On Thu, Jun 26, 2025 at 04:11:51PM +0200, David Sterba wrote:
> On Thu, Jun 26, 2025 at 06:50:17PM +0930, Qu Wenruo wrote:
> > 
> > 
> > 在 2025/6/26 17:37, cen zhang 写道:
> > > Hello Btrfs maintainers,
> > > 
> > > I would like to report a kernel BUG, which appears to be a state
> > > management issue in the balance ioctl path.
> > > 
> > > The kernel panics due to a failed assertion in btrfs_exclop_balance()
> > > at fs/btrfs/fs.c:127. The assertion fs_info->exclusive_operation ==
> > > BTRFS_EXCLOP_BALANCE_PAUSED fails, indicating that the function was
> > > called with an unexpected exclusive operation state.
> > > 
> > > Here are the relevant details:
> > > 
> > > Kernel Version: 6.16.0-rc1-g7f6432600434-dirty
> > > Hardware: QEMU Ubuntu 24.04 PC (i440FX + PIIX, 1996)
> > 
> > Reproducer please?
> > 
> > I guess you guys are running syzbot, then please provide the usual 
> > syzbot assets.
> 
> This might be the but that was once reported, I'll try to look it up,
> some edge case of the exclusive ops and the convoluted balance states.

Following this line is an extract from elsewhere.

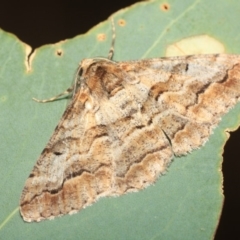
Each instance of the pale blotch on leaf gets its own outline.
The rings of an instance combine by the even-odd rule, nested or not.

There were several reports and proposed fixes, some of them got merged
https://lore.kernel.org/linux-btrfs/?q=xiaoshoukui

The possible and not merged fix is
https://lore.kernel.org/linux-btrfs/20230810034810.23934-1-xiaoshoukui@gmail.com/

it's adding more balance state bits, this just adds to the number of
possible states and maybe adds more unhandled cases.